Vander Zalm said he wasn’t surprised by the B.C. Liberal government’s promise last month to reduce the HST rate from 12 per cent to 10 per cent by July, 2014, but the final cut is three years away and “people don’t really trust them now.”
“The B.C. Liberals could be out of government by then, or some disastrous thing happens and the province needs more money,” he told The Progress.
“If they can reduce it so easily, they could similarly increase it,” he warned.
But Attorney-General Barry Penner, Chilliwack-Hope MLA, said the reduction is now enshrined in law, and can only be changed by the federal government.
“Vander Zalm hasn’t always had his facts straight,” Penner said. “Once again he’s demonstrated he’s confused.”
“There is now an opportunity for people to vote themselves a tax decrease,” he said, but only if they vote to keep the HST.
Thompson said city crews removed “hundreds” of Vote Yes signs, some of them on private property.
He insisted the $500 permit fee, though refundable, infringes on the rights of every citizen to freedom of speech.
“What if you don’t have the $500, or you’re illiterate and can’t read, does that mean you can’t participate?” he asked.

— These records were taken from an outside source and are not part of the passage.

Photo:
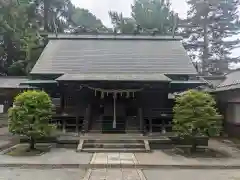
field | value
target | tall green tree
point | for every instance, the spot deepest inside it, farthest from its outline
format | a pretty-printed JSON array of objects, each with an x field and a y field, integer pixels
[
  {"x": 195, "y": 115},
  {"x": 83, "y": 17},
  {"x": 149, "y": 15},
  {"x": 209, "y": 28},
  {"x": 19, "y": 38},
  {"x": 122, "y": 24},
  {"x": 31, "y": 115}
]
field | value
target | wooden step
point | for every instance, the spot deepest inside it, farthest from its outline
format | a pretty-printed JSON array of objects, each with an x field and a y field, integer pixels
[
  {"x": 114, "y": 145},
  {"x": 114, "y": 150}
]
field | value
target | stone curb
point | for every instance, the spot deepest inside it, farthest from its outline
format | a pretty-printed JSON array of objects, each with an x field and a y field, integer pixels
[{"x": 114, "y": 166}]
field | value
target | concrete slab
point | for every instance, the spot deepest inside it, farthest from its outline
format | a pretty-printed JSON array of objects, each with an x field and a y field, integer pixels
[{"x": 192, "y": 174}]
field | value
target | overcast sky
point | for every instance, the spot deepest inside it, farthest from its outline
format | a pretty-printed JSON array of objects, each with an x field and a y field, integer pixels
[{"x": 100, "y": 8}]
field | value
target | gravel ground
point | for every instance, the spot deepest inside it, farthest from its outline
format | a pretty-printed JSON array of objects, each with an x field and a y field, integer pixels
[
  {"x": 27, "y": 174},
  {"x": 192, "y": 174}
]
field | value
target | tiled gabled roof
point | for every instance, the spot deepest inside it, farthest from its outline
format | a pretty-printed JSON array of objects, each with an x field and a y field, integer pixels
[{"x": 114, "y": 54}]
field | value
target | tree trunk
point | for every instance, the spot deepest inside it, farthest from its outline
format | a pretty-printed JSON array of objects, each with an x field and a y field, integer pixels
[
  {"x": 32, "y": 144},
  {"x": 194, "y": 145},
  {"x": 46, "y": 9},
  {"x": 206, "y": 46}
]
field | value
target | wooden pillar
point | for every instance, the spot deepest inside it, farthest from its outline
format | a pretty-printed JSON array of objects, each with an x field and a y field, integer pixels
[
  {"x": 114, "y": 111},
  {"x": 140, "y": 115},
  {"x": 87, "y": 118},
  {"x": 63, "y": 126},
  {"x": 150, "y": 125},
  {"x": 77, "y": 124},
  {"x": 62, "y": 105}
]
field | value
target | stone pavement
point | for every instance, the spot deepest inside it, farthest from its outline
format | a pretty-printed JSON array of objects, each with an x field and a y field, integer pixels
[
  {"x": 55, "y": 156},
  {"x": 41, "y": 174},
  {"x": 113, "y": 158},
  {"x": 114, "y": 174},
  {"x": 158, "y": 174}
]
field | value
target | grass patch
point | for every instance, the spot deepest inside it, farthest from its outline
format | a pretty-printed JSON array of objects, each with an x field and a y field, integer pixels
[
  {"x": 23, "y": 150},
  {"x": 200, "y": 153}
]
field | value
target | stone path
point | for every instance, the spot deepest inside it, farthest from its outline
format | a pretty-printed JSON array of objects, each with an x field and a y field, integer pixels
[
  {"x": 114, "y": 158},
  {"x": 37, "y": 174},
  {"x": 114, "y": 174},
  {"x": 192, "y": 174},
  {"x": 55, "y": 156}
]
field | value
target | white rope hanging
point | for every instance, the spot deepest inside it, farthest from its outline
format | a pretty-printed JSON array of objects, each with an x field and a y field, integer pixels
[{"x": 121, "y": 91}]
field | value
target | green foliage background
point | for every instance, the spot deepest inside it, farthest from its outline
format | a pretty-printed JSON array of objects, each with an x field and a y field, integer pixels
[
  {"x": 31, "y": 114},
  {"x": 195, "y": 114}
]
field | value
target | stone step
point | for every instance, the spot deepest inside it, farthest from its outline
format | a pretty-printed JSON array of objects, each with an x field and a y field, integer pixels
[
  {"x": 114, "y": 145},
  {"x": 114, "y": 150},
  {"x": 102, "y": 141}
]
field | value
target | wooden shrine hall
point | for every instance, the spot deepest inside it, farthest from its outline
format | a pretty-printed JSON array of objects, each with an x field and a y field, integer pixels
[{"x": 114, "y": 83}]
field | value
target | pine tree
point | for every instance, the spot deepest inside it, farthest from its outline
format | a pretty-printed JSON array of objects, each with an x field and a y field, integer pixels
[
  {"x": 209, "y": 25},
  {"x": 149, "y": 15}
]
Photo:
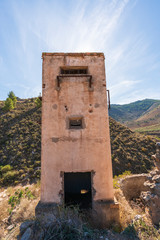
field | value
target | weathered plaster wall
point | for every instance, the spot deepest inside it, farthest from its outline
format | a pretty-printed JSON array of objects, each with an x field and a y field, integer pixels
[{"x": 66, "y": 150}]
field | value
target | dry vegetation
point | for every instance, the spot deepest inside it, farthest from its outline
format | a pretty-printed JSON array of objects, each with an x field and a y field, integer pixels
[{"x": 20, "y": 145}]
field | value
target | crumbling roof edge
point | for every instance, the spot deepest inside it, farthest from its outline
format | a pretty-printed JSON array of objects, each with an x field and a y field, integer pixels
[{"x": 80, "y": 54}]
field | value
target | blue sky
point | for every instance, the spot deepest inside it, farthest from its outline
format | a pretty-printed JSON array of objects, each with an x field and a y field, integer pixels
[{"x": 127, "y": 31}]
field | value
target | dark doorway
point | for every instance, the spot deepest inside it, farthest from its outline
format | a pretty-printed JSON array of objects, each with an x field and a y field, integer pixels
[{"x": 77, "y": 189}]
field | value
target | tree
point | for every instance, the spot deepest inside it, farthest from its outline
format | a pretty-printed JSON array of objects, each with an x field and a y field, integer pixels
[
  {"x": 13, "y": 97},
  {"x": 8, "y": 104}
]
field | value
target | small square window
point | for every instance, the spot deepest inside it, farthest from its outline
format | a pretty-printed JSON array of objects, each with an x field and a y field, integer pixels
[{"x": 75, "y": 123}]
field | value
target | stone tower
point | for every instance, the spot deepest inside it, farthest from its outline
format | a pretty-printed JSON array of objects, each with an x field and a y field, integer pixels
[{"x": 76, "y": 153}]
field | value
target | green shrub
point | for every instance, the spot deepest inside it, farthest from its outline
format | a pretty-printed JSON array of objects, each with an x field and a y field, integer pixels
[
  {"x": 15, "y": 199},
  {"x": 10, "y": 176},
  {"x": 6, "y": 168},
  {"x": 38, "y": 102},
  {"x": 117, "y": 178},
  {"x": 13, "y": 97},
  {"x": 8, "y": 104}
]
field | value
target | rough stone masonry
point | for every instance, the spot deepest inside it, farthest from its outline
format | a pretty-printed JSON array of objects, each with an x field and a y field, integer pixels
[{"x": 76, "y": 165}]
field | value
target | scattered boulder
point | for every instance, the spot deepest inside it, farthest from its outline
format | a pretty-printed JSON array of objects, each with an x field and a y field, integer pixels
[
  {"x": 27, "y": 235},
  {"x": 25, "y": 225},
  {"x": 132, "y": 186}
]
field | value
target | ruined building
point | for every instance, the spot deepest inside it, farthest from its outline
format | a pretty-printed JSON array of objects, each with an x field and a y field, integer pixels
[{"x": 76, "y": 152}]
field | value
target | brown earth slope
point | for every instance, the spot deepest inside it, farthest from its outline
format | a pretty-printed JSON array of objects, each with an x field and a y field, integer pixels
[{"x": 20, "y": 145}]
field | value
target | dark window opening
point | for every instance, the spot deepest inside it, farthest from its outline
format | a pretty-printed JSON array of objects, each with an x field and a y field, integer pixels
[
  {"x": 77, "y": 189},
  {"x": 75, "y": 123},
  {"x": 74, "y": 71}
]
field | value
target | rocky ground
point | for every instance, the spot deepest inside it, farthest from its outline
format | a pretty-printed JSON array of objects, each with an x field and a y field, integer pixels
[{"x": 17, "y": 219}]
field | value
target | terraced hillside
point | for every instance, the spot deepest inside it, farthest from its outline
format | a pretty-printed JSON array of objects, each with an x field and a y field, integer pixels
[
  {"x": 20, "y": 145},
  {"x": 141, "y": 116}
]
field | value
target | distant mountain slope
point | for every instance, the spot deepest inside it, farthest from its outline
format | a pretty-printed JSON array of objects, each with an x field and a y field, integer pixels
[
  {"x": 132, "y": 111},
  {"x": 20, "y": 145}
]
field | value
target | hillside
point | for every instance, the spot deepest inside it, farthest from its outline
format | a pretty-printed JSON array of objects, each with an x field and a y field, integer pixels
[
  {"x": 20, "y": 145},
  {"x": 132, "y": 111},
  {"x": 141, "y": 116}
]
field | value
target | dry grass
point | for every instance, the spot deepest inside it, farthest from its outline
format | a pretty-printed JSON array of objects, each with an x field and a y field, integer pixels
[
  {"x": 127, "y": 213},
  {"x": 22, "y": 212}
]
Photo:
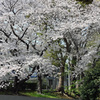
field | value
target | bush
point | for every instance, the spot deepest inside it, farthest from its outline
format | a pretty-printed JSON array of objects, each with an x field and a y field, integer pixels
[{"x": 90, "y": 89}]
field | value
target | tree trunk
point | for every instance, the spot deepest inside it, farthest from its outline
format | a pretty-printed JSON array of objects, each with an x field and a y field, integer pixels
[
  {"x": 16, "y": 85},
  {"x": 60, "y": 87},
  {"x": 39, "y": 84}
]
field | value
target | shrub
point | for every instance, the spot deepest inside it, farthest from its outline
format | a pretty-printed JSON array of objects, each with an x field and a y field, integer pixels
[{"x": 90, "y": 89}]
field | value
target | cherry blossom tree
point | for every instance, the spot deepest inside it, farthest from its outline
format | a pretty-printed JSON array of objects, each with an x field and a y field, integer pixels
[{"x": 34, "y": 25}]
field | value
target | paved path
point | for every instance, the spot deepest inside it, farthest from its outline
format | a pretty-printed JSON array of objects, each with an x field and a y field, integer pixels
[{"x": 9, "y": 97}]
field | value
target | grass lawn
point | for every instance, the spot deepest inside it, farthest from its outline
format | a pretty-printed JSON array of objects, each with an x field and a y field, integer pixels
[{"x": 45, "y": 94}]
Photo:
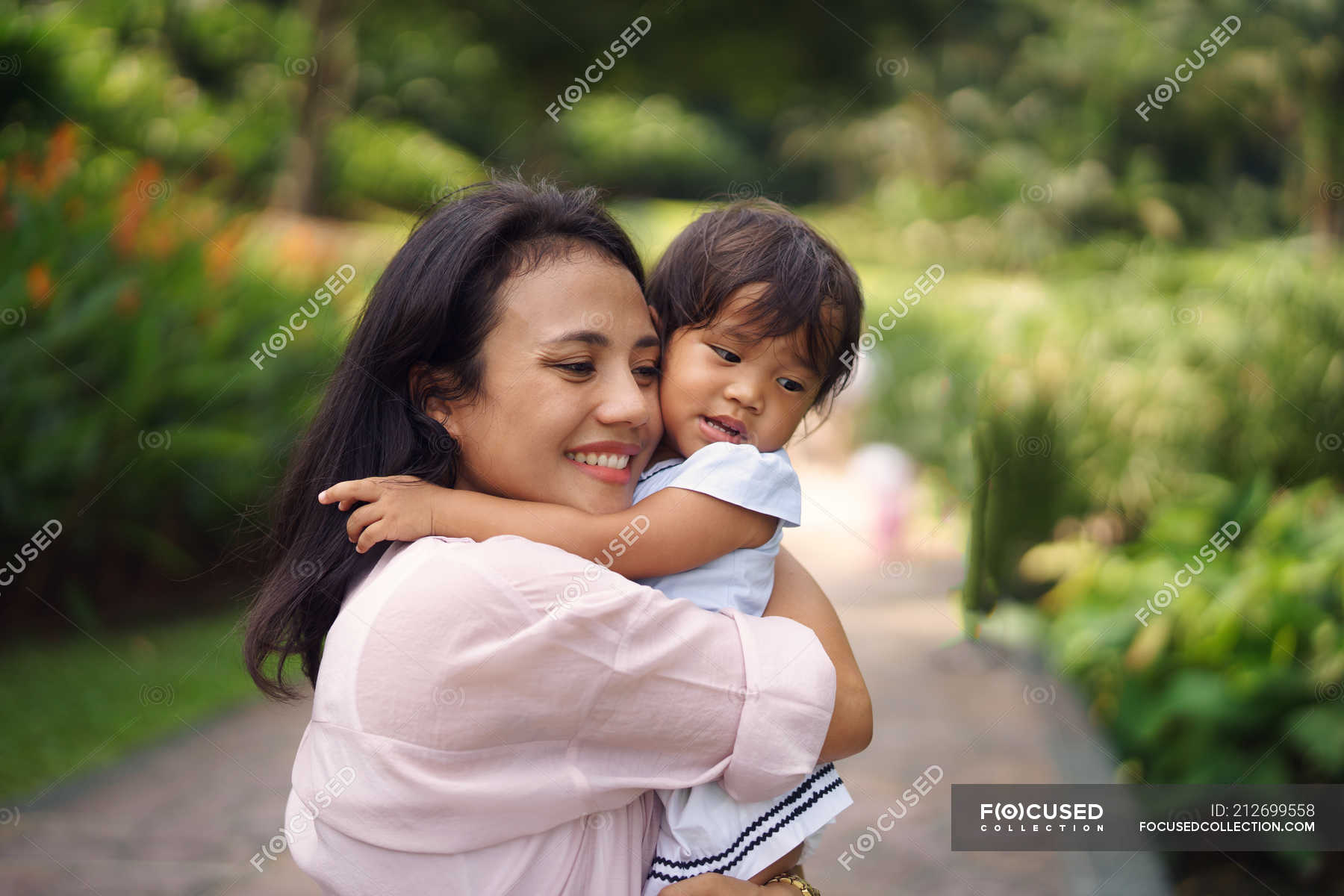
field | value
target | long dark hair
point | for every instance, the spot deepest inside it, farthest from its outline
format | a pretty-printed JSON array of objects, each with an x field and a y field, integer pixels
[{"x": 433, "y": 307}]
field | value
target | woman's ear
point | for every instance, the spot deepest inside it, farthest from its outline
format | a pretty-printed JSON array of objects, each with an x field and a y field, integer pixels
[{"x": 426, "y": 388}]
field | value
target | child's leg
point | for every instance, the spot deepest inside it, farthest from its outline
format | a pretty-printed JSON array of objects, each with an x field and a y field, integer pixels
[{"x": 780, "y": 865}]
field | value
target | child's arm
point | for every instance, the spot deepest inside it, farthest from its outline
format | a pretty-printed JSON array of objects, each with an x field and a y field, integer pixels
[{"x": 671, "y": 531}]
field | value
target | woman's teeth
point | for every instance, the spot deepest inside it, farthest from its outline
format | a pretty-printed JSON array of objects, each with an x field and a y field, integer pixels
[{"x": 615, "y": 461}]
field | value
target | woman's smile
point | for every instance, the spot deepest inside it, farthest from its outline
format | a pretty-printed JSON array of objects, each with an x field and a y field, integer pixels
[{"x": 605, "y": 461}]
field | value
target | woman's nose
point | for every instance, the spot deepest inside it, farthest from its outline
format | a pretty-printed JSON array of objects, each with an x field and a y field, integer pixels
[{"x": 623, "y": 402}]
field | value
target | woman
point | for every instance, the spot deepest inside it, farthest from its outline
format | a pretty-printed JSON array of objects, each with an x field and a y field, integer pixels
[{"x": 492, "y": 716}]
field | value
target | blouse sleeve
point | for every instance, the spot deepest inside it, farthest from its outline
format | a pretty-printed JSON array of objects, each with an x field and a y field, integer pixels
[
  {"x": 511, "y": 687},
  {"x": 744, "y": 476}
]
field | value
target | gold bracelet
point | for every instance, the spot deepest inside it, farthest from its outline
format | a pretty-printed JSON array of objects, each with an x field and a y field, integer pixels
[{"x": 797, "y": 882}]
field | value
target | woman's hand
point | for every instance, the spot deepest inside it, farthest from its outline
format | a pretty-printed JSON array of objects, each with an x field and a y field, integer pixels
[
  {"x": 398, "y": 508},
  {"x": 721, "y": 886}
]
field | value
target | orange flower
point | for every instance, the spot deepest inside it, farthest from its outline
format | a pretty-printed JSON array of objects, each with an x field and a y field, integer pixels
[
  {"x": 146, "y": 186},
  {"x": 60, "y": 158},
  {"x": 40, "y": 285},
  {"x": 221, "y": 252}
]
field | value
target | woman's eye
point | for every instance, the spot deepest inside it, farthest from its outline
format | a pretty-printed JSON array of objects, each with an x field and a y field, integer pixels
[{"x": 577, "y": 367}]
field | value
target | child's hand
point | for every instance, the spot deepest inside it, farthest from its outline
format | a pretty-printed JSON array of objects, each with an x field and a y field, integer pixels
[{"x": 399, "y": 508}]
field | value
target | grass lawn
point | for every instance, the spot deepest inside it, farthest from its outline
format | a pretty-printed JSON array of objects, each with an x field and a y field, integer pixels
[{"x": 81, "y": 703}]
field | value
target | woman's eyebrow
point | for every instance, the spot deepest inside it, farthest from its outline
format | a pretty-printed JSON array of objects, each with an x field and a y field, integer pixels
[
  {"x": 600, "y": 340},
  {"x": 588, "y": 336}
]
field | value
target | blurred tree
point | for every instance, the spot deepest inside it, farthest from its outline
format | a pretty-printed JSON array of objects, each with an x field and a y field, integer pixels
[{"x": 329, "y": 82}]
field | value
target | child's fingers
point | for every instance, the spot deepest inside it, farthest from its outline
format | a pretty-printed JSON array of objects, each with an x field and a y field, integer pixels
[
  {"x": 351, "y": 491},
  {"x": 361, "y": 519},
  {"x": 371, "y": 536}
]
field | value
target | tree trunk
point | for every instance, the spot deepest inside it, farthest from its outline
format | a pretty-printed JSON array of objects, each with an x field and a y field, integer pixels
[{"x": 327, "y": 87}]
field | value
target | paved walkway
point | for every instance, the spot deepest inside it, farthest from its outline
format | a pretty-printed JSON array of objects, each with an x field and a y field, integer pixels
[{"x": 188, "y": 815}]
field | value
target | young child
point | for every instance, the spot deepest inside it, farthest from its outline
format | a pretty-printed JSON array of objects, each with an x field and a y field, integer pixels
[{"x": 759, "y": 311}]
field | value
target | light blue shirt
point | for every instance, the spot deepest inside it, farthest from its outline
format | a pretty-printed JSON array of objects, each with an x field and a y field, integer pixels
[{"x": 744, "y": 476}]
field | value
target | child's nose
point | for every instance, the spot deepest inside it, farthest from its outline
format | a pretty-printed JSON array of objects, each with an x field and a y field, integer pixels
[{"x": 745, "y": 393}]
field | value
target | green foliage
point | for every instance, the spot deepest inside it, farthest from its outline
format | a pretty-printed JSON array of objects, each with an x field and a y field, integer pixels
[
  {"x": 137, "y": 415},
  {"x": 75, "y": 706},
  {"x": 394, "y": 163},
  {"x": 1115, "y": 383},
  {"x": 1239, "y": 677}
]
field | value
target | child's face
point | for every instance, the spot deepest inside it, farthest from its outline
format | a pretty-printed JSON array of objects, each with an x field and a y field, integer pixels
[{"x": 722, "y": 386}]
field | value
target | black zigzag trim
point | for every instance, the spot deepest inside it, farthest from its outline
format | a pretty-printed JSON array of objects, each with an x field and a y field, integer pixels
[{"x": 793, "y": 797}]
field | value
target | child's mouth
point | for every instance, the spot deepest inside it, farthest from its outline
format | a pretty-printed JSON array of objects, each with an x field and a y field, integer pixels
[{"x": 718, "y": 429}]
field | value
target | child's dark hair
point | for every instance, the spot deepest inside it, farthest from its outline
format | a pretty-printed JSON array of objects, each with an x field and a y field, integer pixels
[{"x": 757, "y": 240}]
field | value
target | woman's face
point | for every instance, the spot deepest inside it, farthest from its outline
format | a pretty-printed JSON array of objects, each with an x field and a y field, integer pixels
[{"x": 569, "y": 408}]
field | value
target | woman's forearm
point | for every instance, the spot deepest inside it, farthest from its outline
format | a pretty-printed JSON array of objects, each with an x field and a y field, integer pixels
[{"x": 800, "y": 598}]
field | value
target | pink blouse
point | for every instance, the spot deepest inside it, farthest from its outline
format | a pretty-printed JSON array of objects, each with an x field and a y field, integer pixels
[{"x": 492, "y": 718}]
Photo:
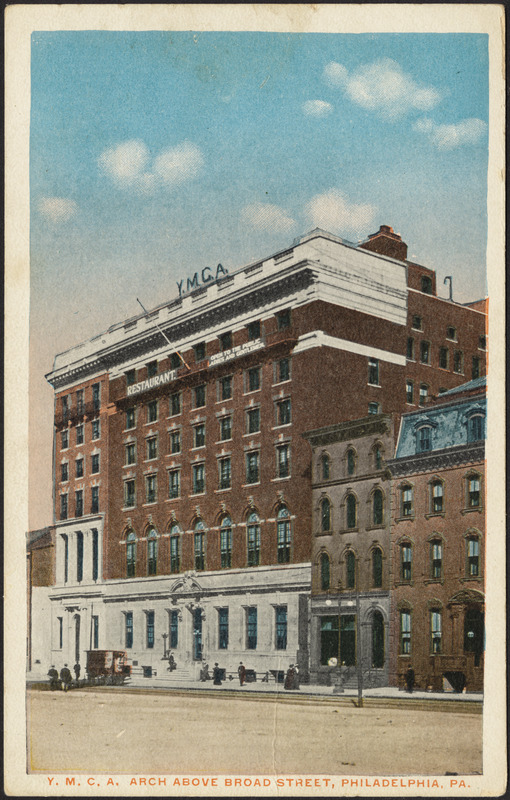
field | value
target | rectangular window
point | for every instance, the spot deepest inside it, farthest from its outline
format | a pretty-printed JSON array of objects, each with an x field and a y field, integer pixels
[
  {"x": 79, "y": 556},
  {"x": 95, "y": 632},
  {"x": 252, "y": 467},
  {"x": 253, "y": 420},
  {"x": 129, "y": 629},
  {"x": 199, "y": 350},
  {"x": 283, "y": 412},
  {"x": 283, "y": 461},
  {"x": 175, "y": 442},
  {"x": 281, "y": 627},
  {"x": 226, "y": 546},
  {"x": 129, "y": 494},
  {"x": 225, "y": 388},
  {"x": 174, "y": 629},
  {"x": 223, "y": 628},
  {"x": 175, "y": 404},
  {"x": 435, "y": 631},
  {"x": 458, "y": 362},
  {"x": 174, "y": 554},
  {"x": 95, "y": 555},
  {"x": 174, "y": 483},
  {"x": 78, "y": 503},
  {"x": 150, "y": 629},
  {"x": 406, "y": 562},
  {"x": 151, "y": 485},
  {"x": 443, "y": 357},
  {"x": 152, "y": 447},
  {"x": 436, "y": 560},
  {"x": 253, "y": 330},
  {"x": 225, "y": 473},
  {"x": 373, "y": 371},
  {"x": 198, "y": 478},
  {"x": 199, "y": 435},
  {"x": 282, "y": 370},
  {"x": 199, "y": 396},
  {"x": 225, "y": 428},
  {"x": 405, "y": 633},
  {"x": 251, "y": 628},
  {"x": 96, "y": 396},
  {"x": 226, "y": 341},
  {"x": 131, "y": 453},
  {"x": 80, "y": 402},
  {"x": 199, "y": 548},
  {"x": 63, "y": 506},
  {"x": 152, "y": 411}
]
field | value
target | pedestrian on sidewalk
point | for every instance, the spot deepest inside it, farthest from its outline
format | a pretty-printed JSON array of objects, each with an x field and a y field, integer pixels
[{"x": 410, "y": 679}]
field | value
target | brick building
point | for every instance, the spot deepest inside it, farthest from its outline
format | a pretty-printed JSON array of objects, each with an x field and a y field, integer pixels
[
  {"x": 438, "y": 536},
  {"x": 183, "y": 482},
  {"x": 351, "y": 550}
]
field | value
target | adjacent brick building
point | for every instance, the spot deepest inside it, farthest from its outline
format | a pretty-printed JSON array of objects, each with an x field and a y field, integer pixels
[{"x": 183, "y": 483}]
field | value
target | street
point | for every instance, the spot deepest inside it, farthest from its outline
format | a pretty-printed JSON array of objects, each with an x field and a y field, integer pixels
[{"x": 114, "y": 731}]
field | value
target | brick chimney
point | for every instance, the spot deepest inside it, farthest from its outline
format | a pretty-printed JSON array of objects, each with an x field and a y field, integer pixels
[{"x": 387, "y": 243}]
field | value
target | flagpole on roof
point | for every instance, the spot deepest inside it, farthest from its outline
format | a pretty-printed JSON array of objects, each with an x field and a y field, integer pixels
[{"x": 162, "y": 332}]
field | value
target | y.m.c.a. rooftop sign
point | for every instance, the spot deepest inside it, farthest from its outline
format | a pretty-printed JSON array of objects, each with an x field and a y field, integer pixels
[{"x": 200, "y": 278}]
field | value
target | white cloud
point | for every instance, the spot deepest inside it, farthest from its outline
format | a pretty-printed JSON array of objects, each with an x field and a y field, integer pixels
[
  {"x": 316, "y": 108},
  {"x": 335, "y": 213},
  {"x": 129, "y": 164},
  {"x": 383, "y": 87},
  {"x": 267, "y": 217},
  {"x": 57, "y": 209},
  {"x": 446, "y": 137}
]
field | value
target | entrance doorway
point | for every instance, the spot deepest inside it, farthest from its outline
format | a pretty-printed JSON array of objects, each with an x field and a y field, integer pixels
[{"x": 197, "y": 634}]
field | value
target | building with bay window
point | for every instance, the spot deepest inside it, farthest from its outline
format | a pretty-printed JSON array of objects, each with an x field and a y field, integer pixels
[{"x": 183, "y": 484}]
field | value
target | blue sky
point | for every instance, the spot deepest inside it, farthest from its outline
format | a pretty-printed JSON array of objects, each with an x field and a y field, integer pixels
[{"x": 154, "y": 154}]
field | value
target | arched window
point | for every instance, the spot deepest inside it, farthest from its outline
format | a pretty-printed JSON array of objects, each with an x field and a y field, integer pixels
[
  {"x": 253, "y": 532},
  {"x": 199, "y": 544},
  {"x": 437, "y": 497},
  {"x": 175, "y": 532},
  {"x": 377, "y": 507},
  {"x": 325, "y": 571},
  {"x": 131, "y": 555},
  {"x": 152, "y": 552},
  {"x": 377, "y": 567},
  {"x": 351, "y": 511},
  {"x": 351, "y": 461},
  {"x": 283, "y": 535},
  {"x": 226, "y": 543},
  {"x": 325, "y": 514},
  {"x": 377, "y": 640},
  {"x": 350, "y": 566}
]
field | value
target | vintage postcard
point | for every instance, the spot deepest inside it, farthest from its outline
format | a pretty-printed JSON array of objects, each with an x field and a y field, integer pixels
[{"x": 254, "y": 536}]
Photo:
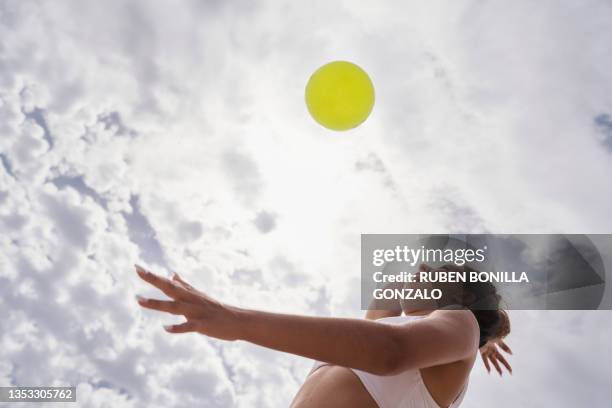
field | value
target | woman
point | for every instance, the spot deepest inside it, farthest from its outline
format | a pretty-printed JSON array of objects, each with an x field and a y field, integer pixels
[{"x": 422, "y": 359}]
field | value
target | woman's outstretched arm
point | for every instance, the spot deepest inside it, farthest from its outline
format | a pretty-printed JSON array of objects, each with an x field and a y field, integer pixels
[{"x": 361, "y": 344}]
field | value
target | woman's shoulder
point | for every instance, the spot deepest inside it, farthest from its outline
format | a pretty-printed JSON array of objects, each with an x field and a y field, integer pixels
[{"x": 459, "y": 316}]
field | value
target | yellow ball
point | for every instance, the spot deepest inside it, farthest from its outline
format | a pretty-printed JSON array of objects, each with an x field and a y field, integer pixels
[{"x": 340, "y": 95}]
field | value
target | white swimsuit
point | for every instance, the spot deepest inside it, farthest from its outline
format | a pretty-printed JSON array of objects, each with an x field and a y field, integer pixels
[{"x": 404, "y": 390}]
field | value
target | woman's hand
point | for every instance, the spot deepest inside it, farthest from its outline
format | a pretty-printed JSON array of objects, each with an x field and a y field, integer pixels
[
  {"x": 490, "y": 355},
  {"x": 204, "y": 314}
]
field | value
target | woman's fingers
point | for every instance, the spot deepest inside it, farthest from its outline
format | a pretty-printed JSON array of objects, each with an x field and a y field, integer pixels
[
  {"x": 188, "y": 326},
  {"x": 504, "y": 346},
  {"x": 169, "y": 306},
  {"x": 485, "y": 360},
  {"x": 170, "y": 288},
  {"x": 496, "y": 365}
]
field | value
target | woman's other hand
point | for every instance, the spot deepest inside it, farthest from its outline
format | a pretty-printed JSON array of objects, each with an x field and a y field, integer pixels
[
  {"x": 491, "y": 355},
  {"x": 203, "y": 314}
]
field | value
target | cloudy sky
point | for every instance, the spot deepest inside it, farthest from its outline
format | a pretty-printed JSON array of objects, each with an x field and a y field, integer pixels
[{"x": 174, "y": 134}]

“We intend to challenge (the bylaw) in the Supreme Court,” he said. “We maintain our signs are legal.”
Gaetz said the bylaw does not prohibit signs, but sets up a process so city taxpayers don’t have to pay the cost of removing them after the election or referendum is over.
“They may or may not support your point of view, but they don’t want their tax dollars paying for the removal,” she said.
“We would never stifle a group’s freedom of speech,” she said. “If you pick up all your signs, you get all your money back.”
Clive Edwards, the Western Block Party’s candidate in the last federal election, didn’t think his role in the local sign campaign, led by NDP stalwarts Thompson and O’Mahony, proved the adage about politics making strange bedfellows.
“On a lot of issues, we’re on the same page,” he said. “On basic things, we don’t differ.”
He said the HST is “underwriting globalization” that both parties oppose.
“We don’t want poor people in B.C. giving their money to rich people – and that’s exactly what this tax does,” he said.
Ben Besler, who organized the original Fight HST petition drive in the Fraser Valley that led to the referendum, said he would have been “embarrassed by the oversight” to obtain a permit before erecting the group’s signs in Chilliwack.
But Besler said he was even more upset by Thompson’s suggestion that the organization is “too poor” to pay the $500 cost of a permit.
“I don’t see that organization as poor,” he said, pointing out the group got “900 more petition signatures than John Les had votes” in the last provisional election, and could have raised the $500 through donations.
Besler said he even offered on his Facebook page to pay the $500 himself.
“My thing is, no one’s above the law,” he said. “I’m all in favour of Gaetz’s decision.”
Besler said he hasn’t changed his mind about the HST, but he “stepped down” as the local organizer of the Fight HST campaign when he became the B.C. Conservative Party’s regional director in the Fraser Valley.
He said there was “no animosity” in his decision to leave the Fight HST organization.
“I had to step away and focus my energies elsewhere,” he said.